El Gobierno de Asturias redujo en julio la lista de espera de atención a la dependencia en 736 personas, una tendencia que se mantiene desde que la Consejería de Derechos Sociales y Bienestar puso en marcha en septiembre de 2019 un plan de choque con el fin de disminuir la demora en este ámbito.

Como resultado de esta actuación, el Principado se convirtió en la comunidad en la que más aumentaron las valoraciones a personas dependientes durante el estado de alama, pese a que este procedimiento tuvo que suspenderse por la pandemia del 12 de marzo al 1 de julio.

La consejera de Derechos Sociales y Bienestar, Melania Álvarez, ha señalado que los esfuerzos de su departamento se centran en reducir las listas de espera y en que todos los expedientes se resuelvan en plazo. “Somos conscientes de la necesidad que tienen estas personas y sus familias de acceder a la ayuda reconocida y de percibirla”, ha agregado.

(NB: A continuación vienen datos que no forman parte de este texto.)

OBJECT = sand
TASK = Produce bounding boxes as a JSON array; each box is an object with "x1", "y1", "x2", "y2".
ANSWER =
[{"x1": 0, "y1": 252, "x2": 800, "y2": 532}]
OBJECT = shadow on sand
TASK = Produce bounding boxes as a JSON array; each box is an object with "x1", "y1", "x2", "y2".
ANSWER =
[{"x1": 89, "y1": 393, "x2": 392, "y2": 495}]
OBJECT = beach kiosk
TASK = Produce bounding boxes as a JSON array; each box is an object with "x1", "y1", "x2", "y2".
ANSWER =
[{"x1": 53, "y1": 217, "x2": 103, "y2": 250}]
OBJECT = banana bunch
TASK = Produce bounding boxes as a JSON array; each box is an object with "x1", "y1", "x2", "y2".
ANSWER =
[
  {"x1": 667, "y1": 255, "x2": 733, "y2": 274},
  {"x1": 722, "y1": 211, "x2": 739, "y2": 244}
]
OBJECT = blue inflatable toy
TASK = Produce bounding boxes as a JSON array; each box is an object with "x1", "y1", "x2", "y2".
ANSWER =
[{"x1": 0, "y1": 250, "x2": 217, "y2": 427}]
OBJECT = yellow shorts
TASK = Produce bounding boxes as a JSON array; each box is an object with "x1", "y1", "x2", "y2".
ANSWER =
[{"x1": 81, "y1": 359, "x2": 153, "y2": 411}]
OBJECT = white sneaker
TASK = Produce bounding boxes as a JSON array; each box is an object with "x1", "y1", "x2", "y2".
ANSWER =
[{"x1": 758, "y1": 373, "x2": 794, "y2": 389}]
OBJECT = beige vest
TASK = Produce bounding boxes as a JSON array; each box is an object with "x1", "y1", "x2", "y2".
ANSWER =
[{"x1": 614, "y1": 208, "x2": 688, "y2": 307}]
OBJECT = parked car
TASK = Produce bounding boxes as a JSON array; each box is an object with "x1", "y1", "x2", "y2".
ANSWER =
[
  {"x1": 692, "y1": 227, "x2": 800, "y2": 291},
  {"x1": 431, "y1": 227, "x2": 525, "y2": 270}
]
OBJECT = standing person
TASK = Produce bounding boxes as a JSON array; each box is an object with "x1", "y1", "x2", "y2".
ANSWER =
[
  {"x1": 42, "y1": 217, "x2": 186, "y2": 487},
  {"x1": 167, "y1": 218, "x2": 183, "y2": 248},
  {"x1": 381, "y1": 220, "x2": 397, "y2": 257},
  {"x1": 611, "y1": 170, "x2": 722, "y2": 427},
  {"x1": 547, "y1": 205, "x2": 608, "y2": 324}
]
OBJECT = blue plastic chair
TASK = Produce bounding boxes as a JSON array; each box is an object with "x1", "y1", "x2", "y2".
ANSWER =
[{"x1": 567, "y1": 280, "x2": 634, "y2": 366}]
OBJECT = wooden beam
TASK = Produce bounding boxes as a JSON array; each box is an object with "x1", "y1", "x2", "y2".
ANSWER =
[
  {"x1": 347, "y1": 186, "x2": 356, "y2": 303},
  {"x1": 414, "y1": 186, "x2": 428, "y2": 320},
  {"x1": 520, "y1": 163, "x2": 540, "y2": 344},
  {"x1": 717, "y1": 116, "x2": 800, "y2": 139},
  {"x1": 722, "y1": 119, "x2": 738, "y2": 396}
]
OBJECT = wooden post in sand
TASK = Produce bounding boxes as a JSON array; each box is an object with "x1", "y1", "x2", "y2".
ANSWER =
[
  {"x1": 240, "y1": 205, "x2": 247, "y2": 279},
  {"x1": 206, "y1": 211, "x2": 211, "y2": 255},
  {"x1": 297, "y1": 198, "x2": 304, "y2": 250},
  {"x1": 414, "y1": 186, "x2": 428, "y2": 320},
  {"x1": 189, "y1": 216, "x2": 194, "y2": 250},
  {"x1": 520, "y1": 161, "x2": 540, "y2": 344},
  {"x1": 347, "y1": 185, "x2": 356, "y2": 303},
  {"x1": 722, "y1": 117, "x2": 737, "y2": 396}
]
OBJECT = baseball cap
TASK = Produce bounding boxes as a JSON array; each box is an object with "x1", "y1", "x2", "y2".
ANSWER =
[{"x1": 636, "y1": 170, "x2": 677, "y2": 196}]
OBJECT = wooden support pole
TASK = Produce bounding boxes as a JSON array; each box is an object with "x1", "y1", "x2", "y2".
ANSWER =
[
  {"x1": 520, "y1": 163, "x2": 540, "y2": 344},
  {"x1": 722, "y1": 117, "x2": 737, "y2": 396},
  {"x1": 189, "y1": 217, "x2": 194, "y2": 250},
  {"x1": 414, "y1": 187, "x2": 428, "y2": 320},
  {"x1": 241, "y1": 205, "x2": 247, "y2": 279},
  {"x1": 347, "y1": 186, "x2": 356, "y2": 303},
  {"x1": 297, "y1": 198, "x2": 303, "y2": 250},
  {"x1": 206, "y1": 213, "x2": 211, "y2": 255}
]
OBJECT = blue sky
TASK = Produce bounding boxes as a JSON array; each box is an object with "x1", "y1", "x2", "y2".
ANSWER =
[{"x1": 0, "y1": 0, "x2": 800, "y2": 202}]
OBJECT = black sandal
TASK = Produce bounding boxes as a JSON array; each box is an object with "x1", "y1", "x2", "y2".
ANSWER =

La tramitación de estas prestaciones conlleva dos procedimientos. El primero determina si el solicitante es o no dependiente y, en caso de serlo, en qué grado y nivel. El segundo, la elaboración de los planes individualizados de atención (PIA), se pone en marcha cuando a la persona solicitante se le reconoce la situación de dependencia. Por medio de este informe, que se realiza tomando en consideración sus necesidades y las de su familia, se le asigna el recurso más adecuado.